PHOENIX — A year ago seems like forever ago, an entire career slipping away and returning to Kwame Brown in that time, a Washington Wizard reject now becoming Plan A for the Lakers in their first-round series with the Phoenix Suns.
Phil Jackson keeps emphasizing the necessity to pound the ball low to Brown, an unthinkable proposition only six weeks ago when the Laker center-forward was mired in a season-long tizzy, unable to catch the ball cleanly and rushing his shots.
But Brown is on the rebound from his hasty departure from the Wizards, who in 2001 made him the first high school player drafted with the top overall pick and four years later dropped him off on the Lakers' doorstep, goodbye note barely attached.
The Wizards should have been celebrating their first playoff appearance in eight years last season, but then Brown skipped a practice during their first-round series with Chicago. He claimed he was ill but later admitted he stayed away because he thought he would physically harm teammate Gilbert Arenas, who told Wizard Coach Eddie Jordan not to play Brown in Game 3 of the series, according to Brown.
Brown was suspended the rest of the playoffs, a total of seven games, and ended up a Laker three months later for the price of Chucky Atkins and Caron Butler.

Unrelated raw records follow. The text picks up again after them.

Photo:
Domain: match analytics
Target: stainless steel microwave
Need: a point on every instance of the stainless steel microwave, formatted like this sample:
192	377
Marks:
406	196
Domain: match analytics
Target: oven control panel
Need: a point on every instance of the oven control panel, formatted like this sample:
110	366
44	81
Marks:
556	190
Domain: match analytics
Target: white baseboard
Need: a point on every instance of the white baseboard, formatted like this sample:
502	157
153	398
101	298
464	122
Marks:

He has stood out since Chris Mihm went down because of a severely sprained right ankle, averaging 12.5 points and 8.5 rebounds since March 14.
A better finish than last season is beckoning to Brown.
"That's not even close to this year," Brown said. "The thing I was upset about was playing time, and I'm getting a lot of playing time. I don't see how that's going to repeat itself."
Brown, who averaged 7.7 points and 5.5 rebounds with the Wizards, started very quickly with the Lakers. Too quickly.
Laker coaches offered two words of advice: \o7Slow down\f7.
He was hurrying his shots, bouncing them off the backboard at angles that had Jackson shaking his head. Jackson also ribbed Brown about the numerous injuries he seemed to be fighting, including a hamstring pull that took longer than expected to heal.
Brown, 24, often found himself dwelling on his new circumstances at his Playa del Rey home. He rarely went out, except for practice at the Laker training facility in El Segundo, and spent more time playing video games than anything else. People asked what he did all day. His answer was the same: "Ummm, PlayStation."
"L.A. is a huge, huge place," Brown said this week. "For the first couple of months, I never even left home. I would go from El Segundo back home and that's it. Now I'm starting to go to different restaurants, doing some more things that are on the scene. You see stars and, it's like, 'Wow, this is crazy.' I'm getting a little more settled in."
He ventured out to the Laugh Factory, went to an Ultimate Fighting bout in Anaheim, dined at Mr. Chow, and recently spent a few minutes talking to one of the Lakers' courtside season-ticket holders.
"I'm like, man, that's Denzel Washington," he said. "The chicks go crazy over him, and I'm standing right here with him."
His game has gradually improved with his comfort level.
He has worked with assistant coach Kurt Rambis and special assistant Kareem Abdul-Jabbar to hone his post skills and create more on-court confidence. The early returns: There's room for further improvement.
Abdul-Jabbar helped Brown develop a more reliable jump hook and taught him not to bring the ball down to the level of smaller, quicker players when in the post.
Rambis sees a player who could be an "18-point, 10-rebound" type.
"I think he can get a lot better," Rambis said. "He's so quick. I think he can score. I think he can shoot the ball 12 to 15 feet. I think he can be a 75% free-throw shooter. I think he can defend. There's a lot of things he can do well, and there's a lot of things he can improve upon.
"He's got to learn to play hard the whole time. Sometimes he floats. He's got to learn to read situations better. Sometimes he doesn't roll as hard as he should. Those are all areas he can definitely improve on. His goals should be set high, and not settle for what he's done so far."
Although Brown missed a couple of easy shots in Game 1 against Phoenix, he had 14 points and six rebounds, enough for Jackson to reiterate the importance of feeding Brown often in tonight's game.
Fine with Brown.
"It's just been about getting comfortable in the offense and getting comfortable in my own skin," he said. "Once I got used to being in the city and being with the team, I kept working on my game the whole time. I didn't cause a stink and get down on myself. I just kept working.
"I've now made it my business to always look at myself and say, 'What am I not doing right? I would come in at night or early and get shots and try to do things to put the blame and the onus on me instead of trying to put it on someone else. That's kept me from having any outbursts, any problems."